15 Aralık 2016 00:57

Bu baş bu sıkleti çeker mi?

Bu baş bu sıkleti çeker mi?

Fotoğraf: Envato

Paylaş

Aylardır süren kuşatma ve bombardımanlardan sonra İran ve Rusya desteğindeki Suriye rejim güçleri, Halep’i cihatist gruplardan geri aldı.

Muhalif cihatist gruplar Halep’i ele geçirdiklerinde, yandaş basın sevinç çığlıkları atmış, “Halep’i alan Suriye’yi alır” denklemleri kurarak, rejimin sonu için gün, infazla hafta tarihler vermişlerdi.

Çünkü Halep, Suriye’nin başkenti değildi ama en önemli ticaret ve kültür merkezi olmasının yanında Suriye’nin nüfus bileşiminin de bir aynası gibiydi. Nitekim Halep’in düşmesinden sonra rejim, Suriye içinde ve uluslararası alanda büyük bir itibar kaybına da uğramış, rejimin içine sürüklendiği bunalımdan da yararlanarak IŞİD ve öteki cihatist gruplar Suriye topraklarının üçte ikisini ellerine geçirmişlerdi.

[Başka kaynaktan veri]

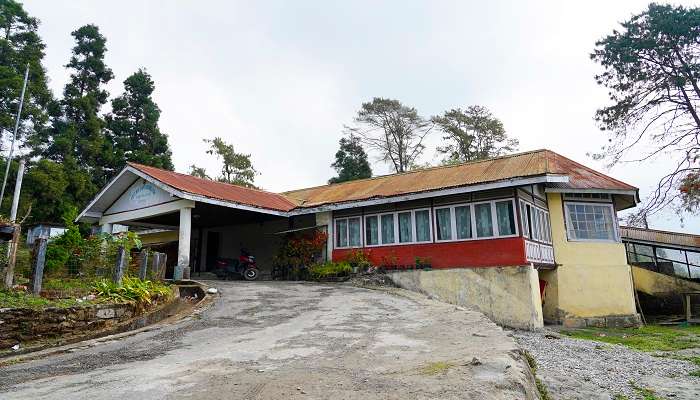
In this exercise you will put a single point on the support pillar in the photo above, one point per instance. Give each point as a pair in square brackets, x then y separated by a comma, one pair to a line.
[183, 246]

Ancak İran, Rusya ve Lübnan Hizbullahı’nın yakın desteği ile Halep’i alan Suriye’yi alır denklemi geçersizleştirilebilmişti.

Şimdi artık,” Halep’i alan Suriye’yi alır” denklemi rejimi ve müttefikleri için motivasyon kaynağı haline gelmiştir. Çünkü aylarca süren ağır bombardıman ve kuşatmadan sonra Halep tümüyle rejimin eline geçmiştir.

TÜRKİYE’NİN ‘ATEŞKES’E DAHLİ’NİN ANLAMI!

Gelinen aşamada ise Halep’in tümüyle rejim güçlerinin eline geçmesine  bağlı olarak Türkiye’nin Rusya nezdindeki ateşkes girişimleri yanıt bulmuş, el Nusra’dan başlayarak cihatist grupların ellerindeki kalan son küçük toprak parçasını da boşaltarak, bu grupların kalıntılarının ve sivillerin naklinin sağlanması konusunda bir anlaşma sağlanmıştır.

Ve AKP ve Hükümet propagandası şimdi Halep’te ateşkes sağlanmasında “Türkiye’nin dahli olduğu” üstünden adeta bir zafer kutlaması yapmaktadırlar.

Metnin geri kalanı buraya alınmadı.